Headline US inflation, according to the consumer price index, was 3.2 per cent for July, well down on its peak of 9.1 per cent, but above June’s rate of 3 per cent.

Powell maintained that the Fed was now focused not only on the risk of tightening monetary policy too little — so allowing inflation to become entrenched — but also of raising rates too high.

“Doing too much could also do unnecessary harm to the economy,” he said.

The yield on the interest rate policy-sensitive two-year bond rose 0.07 percentage points to 5.091 per cent in the aftermath of his comments, while the benchmark 10-year US Treasury was up 0.03 percentage points at 4.27 per cent.

Equities also gave up early gains in New York, with the S&P 500 stock market down 0.2 per cent and the Nasdaq Composite 0.3 per cent lower.

Since March 2022, the Fed has lifted its benchmark policy rate from near zero to a range of 5.25 per cent to 5.5 per cent, a level that Powell on Friday described as “restrictive, putting downward pressure on economic activity, hiring, and inflation”.

While Powell said the full effects of past rate rises had not yet materialised and probably mean “significant further drag in the pipeline”, he signalled that the Fed was focused on the upside risk to inflation.

“Additional evidence of persistently above-trend growth could put further progress on inflation at risk and could warrant further tightening of monetary policy,” he said, adding that “there is substantial further ground to cover to get back to price stability”.

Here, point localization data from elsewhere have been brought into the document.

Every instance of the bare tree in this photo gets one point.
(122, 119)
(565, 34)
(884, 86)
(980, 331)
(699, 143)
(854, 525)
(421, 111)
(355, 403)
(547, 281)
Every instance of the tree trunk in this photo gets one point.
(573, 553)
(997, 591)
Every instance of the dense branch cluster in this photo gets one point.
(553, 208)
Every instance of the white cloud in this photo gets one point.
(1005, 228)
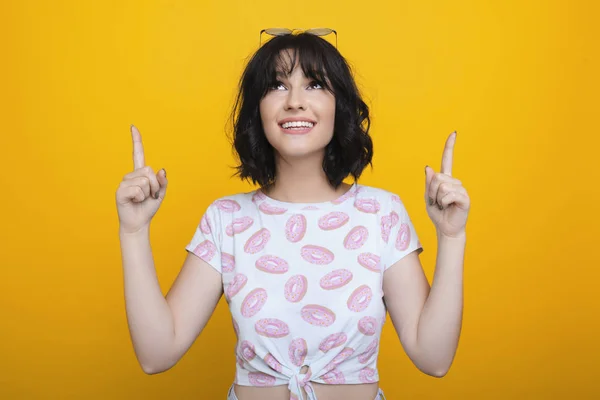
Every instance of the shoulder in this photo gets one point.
(232, 203)
(385, 198)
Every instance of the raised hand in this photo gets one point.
(447, 200)
(141, 191)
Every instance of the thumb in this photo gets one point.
(161, 176)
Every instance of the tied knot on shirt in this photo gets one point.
(300, 381)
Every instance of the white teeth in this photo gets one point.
(297, 124)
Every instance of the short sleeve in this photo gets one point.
(206, 241)
(398, 233)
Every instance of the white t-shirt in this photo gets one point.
(304, 282)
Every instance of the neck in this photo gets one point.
(303, 181)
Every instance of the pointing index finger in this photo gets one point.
(138, 148)
(448, 154)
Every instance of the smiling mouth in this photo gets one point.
(297, 128)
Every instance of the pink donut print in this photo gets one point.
(334, 377)
(333, 220)
(260, 379)
(227, 205)
(332, 341)
(271, 327)
(295, 228)
(297, 351)
(205, 224)
(367, 375)
(364, 357)
(370, 206)
(403, 238)
(227, 262)
(316, 254)
(206, 250)
(253, 302)
(367, 326)
(257, 241)
(273, 363)
(370, 261)
(335, 279)
(359, 299)
(272, 264)
(356, 237)
(295, 288)
(248, 351)
(387, 223)
(318, 315)
(266, 208)
(236, 284)
(238, 225)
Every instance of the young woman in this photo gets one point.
(308, 264)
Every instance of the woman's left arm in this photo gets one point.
(428, 319)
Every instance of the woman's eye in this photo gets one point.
(275, 86)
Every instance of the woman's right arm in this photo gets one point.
(163, 328)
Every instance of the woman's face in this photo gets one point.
(298, 116)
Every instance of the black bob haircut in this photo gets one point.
(350, 149)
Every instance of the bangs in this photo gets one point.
(305, 51)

The Fed faces a difficult task in the coming months to first determine whether officials need to raise the benchmark policy rate beyond its current 22-year high. It then must decide how long to keep rates elevated before considering any cuts.

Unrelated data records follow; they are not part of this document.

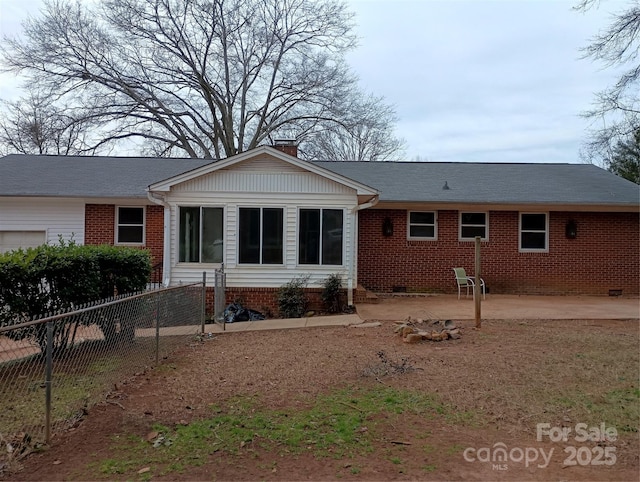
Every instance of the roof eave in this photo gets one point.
(515, 206)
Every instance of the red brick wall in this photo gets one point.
(100, 225)
(605, 255)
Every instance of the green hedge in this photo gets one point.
(48, 279)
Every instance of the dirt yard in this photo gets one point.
(487, 391)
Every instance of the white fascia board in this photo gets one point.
(165, 186)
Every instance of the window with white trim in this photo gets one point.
(423, 225)
(320, 236)
(472, 225)
(200, 234)
(130, 225)
(534, 232)
(260, 235)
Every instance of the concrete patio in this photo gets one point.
(442, 307)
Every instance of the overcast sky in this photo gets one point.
(488, 81)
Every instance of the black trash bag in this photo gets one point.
(255, 315)
(231, 312)
(236, 312)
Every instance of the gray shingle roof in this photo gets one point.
(486, 183)
(491, 183)
(85, 176)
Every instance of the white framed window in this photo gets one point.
(320, 236)
(201, 234)
(534, 232)
(260, 235)
(473, 224)
(422, 225)
(130, 222)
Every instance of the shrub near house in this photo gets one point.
(48, 279)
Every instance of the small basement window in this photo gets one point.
(534, 232)
(422, 225)
(472, 225)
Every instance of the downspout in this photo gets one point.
(159, 199)
(354, 245)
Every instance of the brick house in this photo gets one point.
(268, 217)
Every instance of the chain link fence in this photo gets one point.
(52, 369)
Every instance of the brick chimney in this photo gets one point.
(288, 146)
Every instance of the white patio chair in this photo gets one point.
(467, 282)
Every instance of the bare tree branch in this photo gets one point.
(209, 77)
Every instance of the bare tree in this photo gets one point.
(362, 135)
(34, 125)
(207, 77)
(616, 110)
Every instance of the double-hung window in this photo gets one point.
(423, 225)
(201, 234)
(472, 225)
(260, 235)
(320, 238)
(130, 225)
(534, 232)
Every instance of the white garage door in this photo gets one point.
(10, 240)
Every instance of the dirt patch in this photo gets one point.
(508, 377)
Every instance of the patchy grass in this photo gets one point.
(342, 424)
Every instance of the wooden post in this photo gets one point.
(477, 292)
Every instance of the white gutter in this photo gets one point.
(354, 246)
(166, 238)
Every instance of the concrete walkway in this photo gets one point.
(443, 307)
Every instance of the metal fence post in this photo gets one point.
(47, 383)
(203, 315)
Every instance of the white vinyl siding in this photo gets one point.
(228, 188)
(12, 240)
(59, 218)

The central bank is widely expected to forgo another rise in interest rates at its next policy meeting in September. Some market participants are anticipating a final quarter-point increase at the Fed’s meeting in late October. Rate cuts are not expected until well into 2024.

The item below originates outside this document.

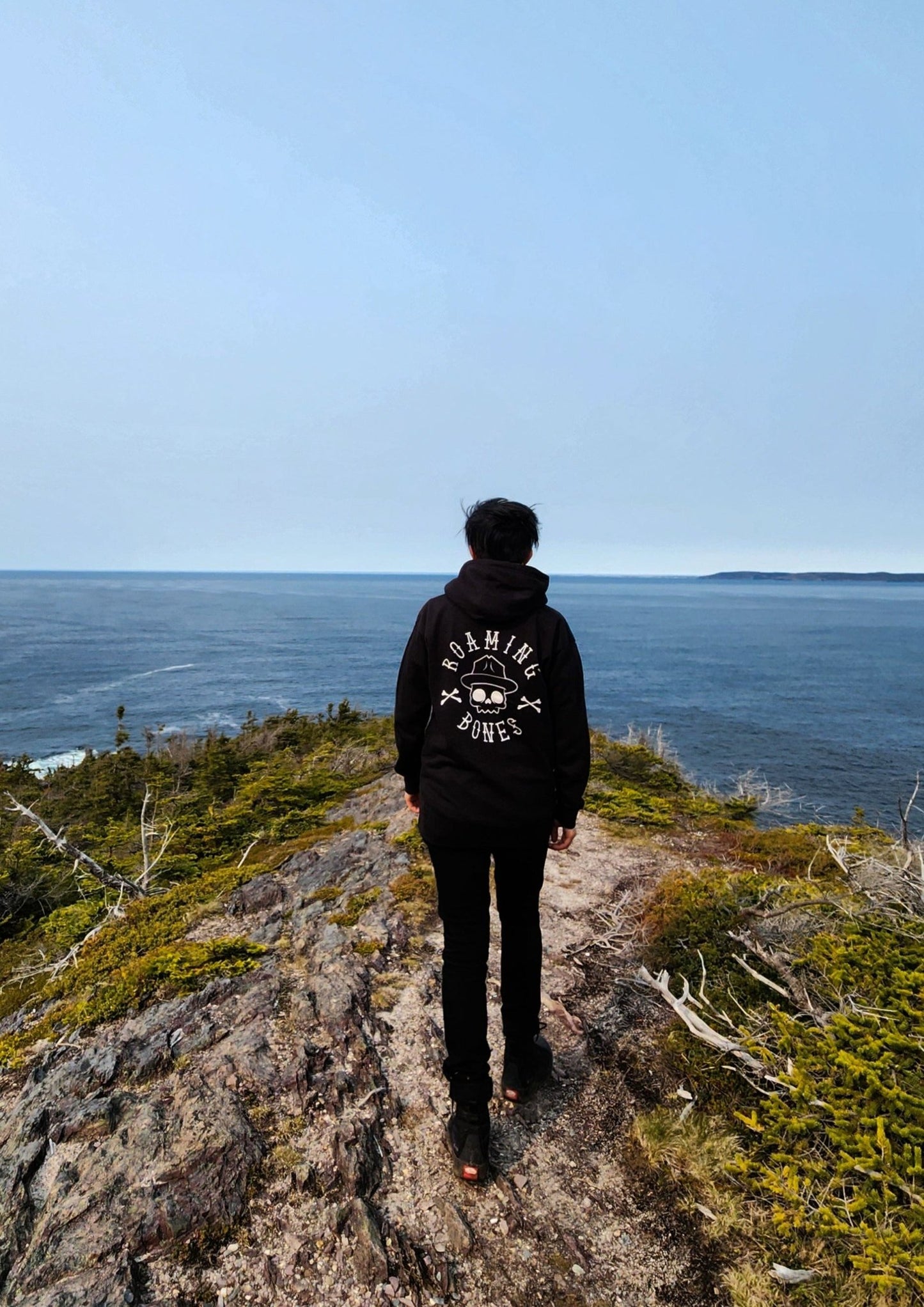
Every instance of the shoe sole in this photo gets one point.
(521, 1095)
(467, 1171)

Powell reiterated that getting inflation back down to its target would require not only a period of “below-trend economic growth” but also “some softening in labour market conditions”.

His comments echoed a message he sent at last year’s Jackson Hole symposium when he said the Fed was determined to “keep at it until the job is done”.

Powell’s warning on Friday comes at a fraught moment for financial markets, which have recently struggled to digest a recent surge in US borrowing costs. Once adjusted for inflation, the “real” yield on the 10-year Treasury note now hovers at its highest point in more than a decade. Mortgage rates have also soared.

While the debate about more immediate policy actions appears far from settled, officials are more unified in their view that getting inflation back to 2 per cent will be a slow process that will probably require the central bank keeping its benchmark rate higher for a longer period.

Economists say such a “higher-for-longer” approach is reinforced by the likelihood that the so-called neutral rate of interest, or R-star — a level that neither stimulates nor suppresses growth — is higher than in the past.

Many economists reckon that stronger-than-expected growth, swelling government deficits and ramped-up investment in domestic manufacturing and green technology have pushed up borrowing costs on a sustained basis.

Powell did not discuss the prospects of a higher R-star on Friday, but said: “We cannot identify with certainty the neutral rate of interest, and thus there is always uncertainty about the precise level of monetary policy restraint.”